For close to a decade, the U.S. military has been buying and installing security cameras and other equipment sold by a company called Aventura Technologies, thinking it was all solidly “Made in the U.S.A.” After all, that’s what the boxes said, complete with stars and stripes design.
The equipment was installed on aircraft carriers, and in various government agencies, including a Department of Energy facility.
Nobody was the wiser — until a year ago, when a service member on an Air Force base noticed the display on an Aventura body camera had Chinese characters on it.
Yeah, that might set off some alarm bells.
According to the New York Times, federal prosecutors in Brooklyn said that the equipment had actually been made in China and was vulnerable to hacking, raising the possibility that American government agencies had installed software in their security networks that could be used for spying by China.
Criminal charges of conspiracy to commit wire fraud and illegal importation have been filed against the New York-based company, and seven of its current and former employees.
Aventura’s biggest customers were government agencies, including the Army, Navy and Air Force. Since 2010, the company has generated almost $90 million in sales.
The scary thing is, the equipment is only NOW being removed from use.
Richard P. Donoghue, the United States attorney in Brooklyn, declined to say whether the case had any link to the Chinese government or whether anyone in China had hacked into Aventura’s equipment.
Security officials in the U.S. have long been warning about the possibility of Chinese telecommunications equipment being used for spying. According to the Justice Department, over 80 percent of economic espionage cases in the U.S. since 2012 have involved China.
President Trump has been banging the drum about China since the start of his presidential campaign, and earlier this year, moved to prohibit American firms from installing foreign-made equipment that could pose a national security risk.
Per Popular Mechanics, The 2019 National Defense Authorization Act (NDAA), banned the Pentagon from using cameras supplied by Hangzhou Hikvision Digital Technology and Dahua Technology. Hytera Communications Corporation, which makes handheld radios, is also banned. The two companies make a variety of popular, low-cost surveillance cameras, that are even available on Amazon. The 2019 NDAA also banned network hardware sold by Chinese telecom giants ZTE and Huawei.
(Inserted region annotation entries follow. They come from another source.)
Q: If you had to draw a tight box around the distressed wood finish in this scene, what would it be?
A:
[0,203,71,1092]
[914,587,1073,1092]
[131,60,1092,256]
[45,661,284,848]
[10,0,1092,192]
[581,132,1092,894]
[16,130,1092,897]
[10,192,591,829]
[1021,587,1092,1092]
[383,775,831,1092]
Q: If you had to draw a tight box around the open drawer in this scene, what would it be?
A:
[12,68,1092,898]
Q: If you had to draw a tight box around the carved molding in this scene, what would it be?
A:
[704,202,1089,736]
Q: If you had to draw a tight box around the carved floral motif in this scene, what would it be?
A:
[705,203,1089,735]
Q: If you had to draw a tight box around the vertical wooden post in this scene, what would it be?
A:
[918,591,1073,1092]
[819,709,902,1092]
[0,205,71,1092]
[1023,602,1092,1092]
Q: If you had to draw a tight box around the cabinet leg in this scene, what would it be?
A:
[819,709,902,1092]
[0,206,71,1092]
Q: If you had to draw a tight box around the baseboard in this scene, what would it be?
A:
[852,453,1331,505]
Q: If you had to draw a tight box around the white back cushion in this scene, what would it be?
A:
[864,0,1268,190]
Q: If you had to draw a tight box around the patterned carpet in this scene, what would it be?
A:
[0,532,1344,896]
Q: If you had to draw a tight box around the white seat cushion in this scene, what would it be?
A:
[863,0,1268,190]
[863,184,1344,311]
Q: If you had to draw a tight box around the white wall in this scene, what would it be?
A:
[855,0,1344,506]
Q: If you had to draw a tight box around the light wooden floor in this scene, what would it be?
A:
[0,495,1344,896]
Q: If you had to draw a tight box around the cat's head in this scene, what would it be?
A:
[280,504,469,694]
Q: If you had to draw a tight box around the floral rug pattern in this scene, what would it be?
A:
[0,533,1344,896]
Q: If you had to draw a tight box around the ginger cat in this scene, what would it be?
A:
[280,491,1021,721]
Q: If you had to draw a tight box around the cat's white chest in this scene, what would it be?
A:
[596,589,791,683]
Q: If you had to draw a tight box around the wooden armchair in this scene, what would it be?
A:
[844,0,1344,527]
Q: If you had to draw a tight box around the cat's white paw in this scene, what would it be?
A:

Putting the Aventura equipment aside, there are still around 3,500 pieces of equipment from the banned companies in use.
Security professionals have detected software backdoors on both Hikvision and Dahua cameras which could potentially allow hackers to spy, or install bugs or viruses. The companies have supposedly issued updates to fix the backdoor bugs, but there are still unpatched cameras out there presenting a serious security risk. Oh and by the way — surprise, surprise —both companies have ties to the Chinese military.
Not sure which is more disturbing…that the U.S. military could be duped into buying Chinese technology because the box said “Made in the U.S.A” or that it knowingly purchased Chinese technology with security risks.